Sementara IKN merupakan sebuah proyek ambisius dengan anggaran sebesar Rp 466 triliun hingga 2030, yang mana diharapkan mampu meningkatkan pemasukan negara melalui investasi serta perputaran uang yang beredar di dalamnya. Namun, IKN dikritik sebagai inisiatif eksklusif yang lebih menguntungkan investor besar ketimbang masyarakat luas. Pengalihan anggaran ke IKN, meskipun tidak secara langsung bersumber dari belanja K/L pada pos promosi media, justru semakin memperparah tekanan pada sektor lain karena APBN menjadi lebih ketat.

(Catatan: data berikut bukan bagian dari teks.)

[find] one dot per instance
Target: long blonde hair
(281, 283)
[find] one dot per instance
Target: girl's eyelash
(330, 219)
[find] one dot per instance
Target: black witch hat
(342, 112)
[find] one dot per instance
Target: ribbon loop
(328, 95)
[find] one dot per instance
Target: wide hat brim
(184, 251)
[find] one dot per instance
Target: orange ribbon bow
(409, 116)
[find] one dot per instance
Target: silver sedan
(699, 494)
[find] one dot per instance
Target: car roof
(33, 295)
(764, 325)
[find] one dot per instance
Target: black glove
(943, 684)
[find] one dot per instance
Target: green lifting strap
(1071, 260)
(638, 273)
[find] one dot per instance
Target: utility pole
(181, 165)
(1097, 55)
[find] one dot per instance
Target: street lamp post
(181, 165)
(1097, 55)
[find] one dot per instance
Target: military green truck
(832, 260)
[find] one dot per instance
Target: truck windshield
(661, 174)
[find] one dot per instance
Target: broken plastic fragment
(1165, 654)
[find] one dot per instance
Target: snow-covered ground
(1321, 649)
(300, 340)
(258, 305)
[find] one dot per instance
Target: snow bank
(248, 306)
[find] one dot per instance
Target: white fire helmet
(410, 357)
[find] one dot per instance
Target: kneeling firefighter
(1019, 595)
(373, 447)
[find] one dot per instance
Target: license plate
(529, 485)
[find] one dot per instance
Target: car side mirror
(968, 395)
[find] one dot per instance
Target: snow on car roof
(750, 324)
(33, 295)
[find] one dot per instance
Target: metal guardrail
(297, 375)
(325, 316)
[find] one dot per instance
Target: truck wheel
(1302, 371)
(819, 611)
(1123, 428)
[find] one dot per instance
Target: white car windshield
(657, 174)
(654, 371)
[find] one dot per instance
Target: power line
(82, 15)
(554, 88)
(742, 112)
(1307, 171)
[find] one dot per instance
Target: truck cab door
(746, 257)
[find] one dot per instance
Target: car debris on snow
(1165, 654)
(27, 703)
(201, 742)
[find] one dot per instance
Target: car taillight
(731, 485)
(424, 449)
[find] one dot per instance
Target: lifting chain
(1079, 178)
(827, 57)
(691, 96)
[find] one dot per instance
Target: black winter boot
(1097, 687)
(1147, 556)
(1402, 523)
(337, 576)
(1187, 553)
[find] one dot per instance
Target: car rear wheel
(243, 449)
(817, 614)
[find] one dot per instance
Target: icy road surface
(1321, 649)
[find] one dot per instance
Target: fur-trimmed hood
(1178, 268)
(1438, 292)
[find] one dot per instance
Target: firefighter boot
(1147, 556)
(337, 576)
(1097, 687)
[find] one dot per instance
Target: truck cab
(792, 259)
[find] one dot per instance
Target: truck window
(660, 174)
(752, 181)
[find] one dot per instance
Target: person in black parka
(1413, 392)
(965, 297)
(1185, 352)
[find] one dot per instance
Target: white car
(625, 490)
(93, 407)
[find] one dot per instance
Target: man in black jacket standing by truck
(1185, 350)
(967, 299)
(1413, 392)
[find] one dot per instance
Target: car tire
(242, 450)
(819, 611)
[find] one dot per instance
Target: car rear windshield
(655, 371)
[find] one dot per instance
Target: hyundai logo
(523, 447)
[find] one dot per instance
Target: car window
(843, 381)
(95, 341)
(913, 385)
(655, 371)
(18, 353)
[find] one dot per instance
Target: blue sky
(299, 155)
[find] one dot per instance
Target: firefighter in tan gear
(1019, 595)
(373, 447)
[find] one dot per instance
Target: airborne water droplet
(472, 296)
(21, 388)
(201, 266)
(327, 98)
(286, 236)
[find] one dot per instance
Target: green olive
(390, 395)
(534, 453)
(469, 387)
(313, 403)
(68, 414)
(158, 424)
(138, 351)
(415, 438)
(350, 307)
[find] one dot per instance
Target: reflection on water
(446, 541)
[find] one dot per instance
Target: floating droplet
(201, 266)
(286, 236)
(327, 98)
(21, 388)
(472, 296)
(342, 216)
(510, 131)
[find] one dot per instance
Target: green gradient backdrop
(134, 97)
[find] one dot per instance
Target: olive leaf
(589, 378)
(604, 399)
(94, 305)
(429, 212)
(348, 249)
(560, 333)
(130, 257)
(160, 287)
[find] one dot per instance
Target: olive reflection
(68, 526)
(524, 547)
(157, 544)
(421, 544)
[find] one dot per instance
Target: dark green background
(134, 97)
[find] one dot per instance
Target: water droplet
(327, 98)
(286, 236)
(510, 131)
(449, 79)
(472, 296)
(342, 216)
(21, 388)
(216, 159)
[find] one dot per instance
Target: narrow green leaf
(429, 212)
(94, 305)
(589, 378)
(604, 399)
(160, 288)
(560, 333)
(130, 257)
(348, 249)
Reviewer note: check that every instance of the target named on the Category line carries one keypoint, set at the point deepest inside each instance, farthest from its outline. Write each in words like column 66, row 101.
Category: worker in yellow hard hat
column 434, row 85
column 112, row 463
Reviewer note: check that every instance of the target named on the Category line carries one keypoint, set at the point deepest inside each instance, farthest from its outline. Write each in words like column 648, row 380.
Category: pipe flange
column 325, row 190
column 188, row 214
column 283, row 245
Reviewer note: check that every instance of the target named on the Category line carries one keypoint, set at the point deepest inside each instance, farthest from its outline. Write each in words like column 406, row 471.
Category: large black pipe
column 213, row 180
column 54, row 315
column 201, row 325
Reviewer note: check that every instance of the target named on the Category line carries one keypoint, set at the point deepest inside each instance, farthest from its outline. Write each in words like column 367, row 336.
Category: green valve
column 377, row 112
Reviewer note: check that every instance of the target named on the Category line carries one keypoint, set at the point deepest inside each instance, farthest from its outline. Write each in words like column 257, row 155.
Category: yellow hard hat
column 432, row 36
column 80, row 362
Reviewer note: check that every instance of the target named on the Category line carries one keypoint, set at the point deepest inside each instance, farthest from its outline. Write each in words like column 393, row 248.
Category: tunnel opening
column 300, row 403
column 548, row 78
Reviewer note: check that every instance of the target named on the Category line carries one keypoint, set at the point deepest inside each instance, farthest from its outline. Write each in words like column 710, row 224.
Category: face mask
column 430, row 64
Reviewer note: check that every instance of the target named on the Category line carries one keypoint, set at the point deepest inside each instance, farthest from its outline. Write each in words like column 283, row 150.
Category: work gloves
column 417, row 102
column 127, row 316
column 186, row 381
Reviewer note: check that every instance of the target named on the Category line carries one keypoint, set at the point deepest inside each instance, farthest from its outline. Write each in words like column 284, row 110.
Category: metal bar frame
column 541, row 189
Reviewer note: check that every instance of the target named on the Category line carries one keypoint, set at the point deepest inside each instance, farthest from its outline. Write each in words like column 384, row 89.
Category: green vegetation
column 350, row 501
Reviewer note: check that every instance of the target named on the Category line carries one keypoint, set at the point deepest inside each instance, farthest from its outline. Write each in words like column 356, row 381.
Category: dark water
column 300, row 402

Narasi bahwa MBG dan IKN adalah investasi jangka panjang untuk SDM dan pertumbuhan ekonomi begitu terasa hampa ketika pekerja media dan perhotelan kehilangan mata pencaharian mereka hari ini, esok, atau seminggu lagi.
Efek Domino
Efek domino dari kebijakan pemangkasan anggaran ini tidak bisa kita abaikan begitu saja, karena ketika anggaran promosi dipangkas, media lokal akan kehilangan kontrak iklan, memaksa mereka mengurangi staf atau bahkan menutup layanan mereka.
Baca juga: Gonjang-Ganjing Makan Bergizi Gratis (MBG) di Sumenep Dihentikan, Ada Problem Apa?
Jurnalis dan pekerja kreatif, yang sebagian besar adalah kelas menengah, menghadapi penurunan daya beli, yang kemudian memengaruhi bisnis lokal seperti warung makan atau transportasi. Di sektor perhotelan, penurunan acara pemerintah menyebabkan PHK di antara pekerja hotel, katering, dan jasa pendukung.
UMKM yang bekerja sama dengan kedua industri ini (misalnya, penyedia konten atau makanan), juga akan ikut terpukul. Kelas menengah, yang menyumbang 56% PDB melalui konsumsi rumah tangga, menjadi korban utama, dengan rasio kredit bermasalah (NPL) naik ke angka 2,19% pada 2024 sebagai indikator tekanan finansial (Bank Indonesia, 2024).
Apakah efek domino ini akan semakin “liar” seperti prediksi saya? Mungkin tidak sampai pada tahap yang menyebabkan krisis ekonomi nasional, tetapi dampaknya cukup parah untuk mengguncang sektor tertentu. Pertumbuhan ekonomi yang diproyeksikan melambat ke sekitar 5% pada 2025, menunjukkan bahwa konsumsi domestik, yang bergantung pada kelas menengah, sedang tertekan (World Bank, 2025).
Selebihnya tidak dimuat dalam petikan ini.